Generate a random derangement of a list

Question

How can I randomly shuffle a list so that none of the elements remains in its original position?

In other words, given a list A with distinct elements, I'd like to generate a permutation B of it so that

• this permutation is random
• and for each n, a[n] != b[n]

e.g.

a = [1,2,3,4]
b = [4,1,2,3] # good
b = [4,2,1,3] # good

a = [1,2,3,4]
x = [2,4,3,1] # bad

I don't know the proper term for such a permutation (is it "total"?) thus having a hard time googling. The correct term appears to be "derangement".

Answer 1

After some research I was able to implement the "early refusal" algorithm as described e.g. in this paper [1]. It goes like this:

import random

def random_derangement(n):
    while True:
        v = [i for i in range(n)]
        for j in range(n - 1, -1, -1):
            p = random.randint(0, j)
            if v[p] == j:
                break
            else:
                v[j], v[p] = v[p], v[j]
        else:
            if v[0] != 0:
                return tuple(v)

The idea is: we keep shuffling the array, once we find that the permutation we're working on is not valid (v[i]==i), we break and start from scratch.

A quick test shows that this algorithm generates all derangements uniformly:

N = 4

# enumerate all derangements for testing
import itertools
counter = {}
for p in itertools.permutations(range(N)):
    if all(p[i] != i for i in p):
        counter[p] = 0

# make M probes for each derangement
M = 5000
for _ in range(M*len(counter)):
    # generate a random derangement
    p = random_derangement(N)
    # is it really?
    assert p in counter
    # ok, record it
    counter[p] += 1

# the distribution looks uniform
for p, c in sorted(counter.items()):
    print p, c

Results:

(1, 0, 3, 2) 4934
(1, 2, 3, 0) 4952
(1, 3, 0, 2) 4980
(2, 0, 3, 1) 5054
(2, 3, 0, 1) 5032
(2, 3, 1, 0) 5053
(3, 0, 1, 2) 4951
(3, 2, 0, 1) 5048
(3, 2, 1, 0) 4996

I choose this algorithm for simplicity, this presentation [2] briefly outlines other ideas.

References:

• [1] An analysis of a simple algorithm for random derangements. Merlini, Sprugnoli, Verri. WSPC Proceedings, 2007.
• [2] Generating random derangements. Martínez, Panholzer, Prodinger.

Answer 2

A quick way is to try to shuffle your list until you reach that state. You simply try to shuffle your list until you are left with a list that satisfies your condition.

import random
import copy


def is_derangement(l_original, l_proposal):
    return all([l_original[i] != item for i, item in enumerate(l_proposal)])

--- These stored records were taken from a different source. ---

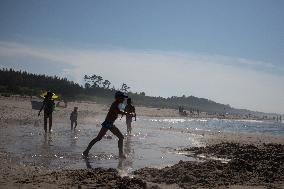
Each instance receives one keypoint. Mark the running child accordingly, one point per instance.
(108, 124)
(48, 107)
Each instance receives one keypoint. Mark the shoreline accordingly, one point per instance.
(16, 111)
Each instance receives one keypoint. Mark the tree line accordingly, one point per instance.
(21, 82)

l_original = [1, 2, 3, 4, 5]
l_proposal = copy.copy(l_original)

while not is_derangement(l_original, l_proposal):
    random.shuffle(l_proposal)

print(l_proposal)

Answer 3

Here is a smaller one, with pythonic syntax -

import random
def derange(s):
 d=s[:]
 while any([a==b for a,b in zip(d,s)]):random.shuffle(d)
 return d

All it does is shuffles the list until there is no element-wise match. Also, be careful that it'll run forever if a list that cannot be deranged is passed.It happens when there are duplicates. To remove duplicates simply call the function like this derange(list(set(my_list_to_be_deranged))).

Answer 4

As a possible starting point, the Fisher-Yates shuffle goes like this.

def swap(xs, a, b):
    xs[a], xs[b] = xs[b], xs[a]

def permute(xs):
    for a in xrange(len(xs)):
        b = random.choice(xrange(a, len(xs)))
        swap(xs, a, b)

Perhaps this will do the trick?

def derange(xs):
    for a in xrange(len(xs) - 1):
        b = random.choice(xrange(a + 1, len(xs) - 1))
        swap(xs, a, b)
    swap(len(xs) - 1, random.choice(xrange(n - 1))

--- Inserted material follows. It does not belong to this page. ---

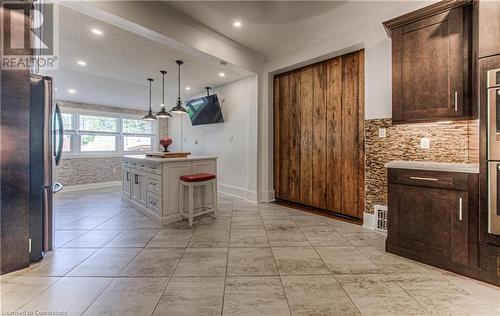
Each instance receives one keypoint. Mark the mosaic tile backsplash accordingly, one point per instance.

Here's the version described by Vatine:

def derange(xs):
    for a in xrange(1, len(xs)):
        b = random.choice(xrange(0, a))
        swap(xs, a, b)
    return xs

A quick statistical test:

from collections import Counter

def test(n):
    derangements = (tuple(derange(range(n))) for _ in xrange(10000))
    for k,v in Counter(derangements).iteritems():
        print('{}   {}').format(k, v)

test(4):

(1, 3, 0, 2)   1665
(2, 0, 3, 1)   1702
(3, 2, 0, 1)   1636
(1, 2, 3, 0)   1632
(3, 0, 1, 2)   1694
(2, 3, 1, 0)   1671

This does appear uniform over its range, and it has the nice property that each element has an equal chance to appear in each allowed slot.

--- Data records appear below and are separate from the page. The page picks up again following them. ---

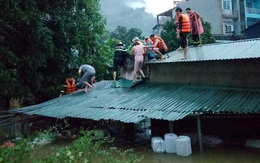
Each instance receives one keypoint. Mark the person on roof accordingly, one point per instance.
(136, 39)
(120, 55)
(196, 26)
(138, 52)
(86, 74)
(70, 84)
(151, 50)
(160, 44)
(183, 30)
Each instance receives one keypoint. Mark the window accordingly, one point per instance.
(227, 5)
(228, 29)
(249, 5)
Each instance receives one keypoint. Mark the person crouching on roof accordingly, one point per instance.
(160, 44)
(138, 51)
(120, 55)
(151, 50)
(86, 73)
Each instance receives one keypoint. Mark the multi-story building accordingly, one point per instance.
(252, 12)
(227, 17)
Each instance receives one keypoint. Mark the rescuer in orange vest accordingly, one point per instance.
(70, 85)
(183, 30)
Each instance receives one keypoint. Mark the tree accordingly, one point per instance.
(169, 35)
(41, 41)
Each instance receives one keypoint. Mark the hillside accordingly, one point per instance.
(118, 13)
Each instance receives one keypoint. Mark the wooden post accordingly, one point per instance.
(199, 133)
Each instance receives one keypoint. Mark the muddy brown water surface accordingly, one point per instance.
(221, 154)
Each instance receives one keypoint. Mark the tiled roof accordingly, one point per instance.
(152, 100)
(243, 49)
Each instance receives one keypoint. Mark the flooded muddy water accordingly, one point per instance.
(222, 154)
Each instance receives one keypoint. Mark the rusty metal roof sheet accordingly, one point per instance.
(151, 100)
(243, 49)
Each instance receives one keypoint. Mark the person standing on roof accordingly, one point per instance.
(160, 44)
(120, 55)
(86, 74)
(196, 26)
(138, 52)
(183, 30)
(70, 84)
(136, 39)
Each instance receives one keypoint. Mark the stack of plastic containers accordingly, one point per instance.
(169, 139)
(158, 145)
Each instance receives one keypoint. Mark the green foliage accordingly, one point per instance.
(18, 153)
(118, 12)
(42, 41)
(84, 149)
(169, 35)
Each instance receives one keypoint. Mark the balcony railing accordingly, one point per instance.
(253, 10)
(230, 13)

But unfortunately it doesn't include all of the derangements. There are 9 derangements of size 4. (The formula and an example for n=4 are given on the Wikipedia article).

Answer 5

This should work

import random

totalrandom = False
array = [1, 2, 3, 4]
it = 0
while totalrandom == False:
    it += 1
    shuffledArray = sorted(array, key=lambda k: random.random())
    total = 0
    for i in array:
        if array[i-1] != shuffledArray[i-1]: total += 1
    if total == 4:
        totalrandom = True

    if it > 10*len(array):
        print("'Total random' shuffle impossible")
        exit()
print(shuffledArray)

Note the variable it which exits the code if too many iterations are called. This accounts for arrays such as [1, 1, 1] or [3]

EDIT

Turns out that if you're using this with large arrays (bigger than 15 or so), it will be CPU intensive. Using a randomly generated 100 element array and upping it to len(array)**3, it takes my Samsung Galaxy S4 a long time to solve.

EDIT 2

After about 1200 seconds (20 minutes), the program ended saying 'Total Random shuffle impossible'. For large arrays, you need a very large number of permutations... Say len(array)**10 or something.

Code:

import random, time

totalrandom = False
array = []
it = 0

for i in range(1, 100):
    array.append(random.randint(1, 6))

start = time.time()

while totalrandom == False:
    it += 1
    shuffledArray = sorted(array, key=lambda k: random.random())
    total = 0
    for i in array:
        if array[i-1] != shuffledArray[i-1]: total += 1
    if total == 4:
        totalrandom = True

    if it > len(array)**3:
        end = time.time()
        print(end-start)
        print("'Total random' shuffle impossible")
        exit()

end = time.time()
print(end-start)
print(shuffledArray)

Answer 6

Such permutations are called derangements. In practice you can just try random permutations until hitting a derangement, their ratio approaches the inverse of 'e' as 'n' grows.

Answer 7

import random
a=[1,2,3,4]
c=[]
i=0
while i < len(a):
    while 1:
     k=random.choice(a)
     #print k,a[i]
     if k==a[i]:
         pass
     else:
         if k not in c:
             if i==len(a)-2:
                 if a[len(a)-1] not in c:
                     if k==a[len(a)-1]:
                         c.append(k)
                         break
                 else:
                     c.append(k)
                     break
             else:
                 c.append(k)
                 break
    i=i+1
print c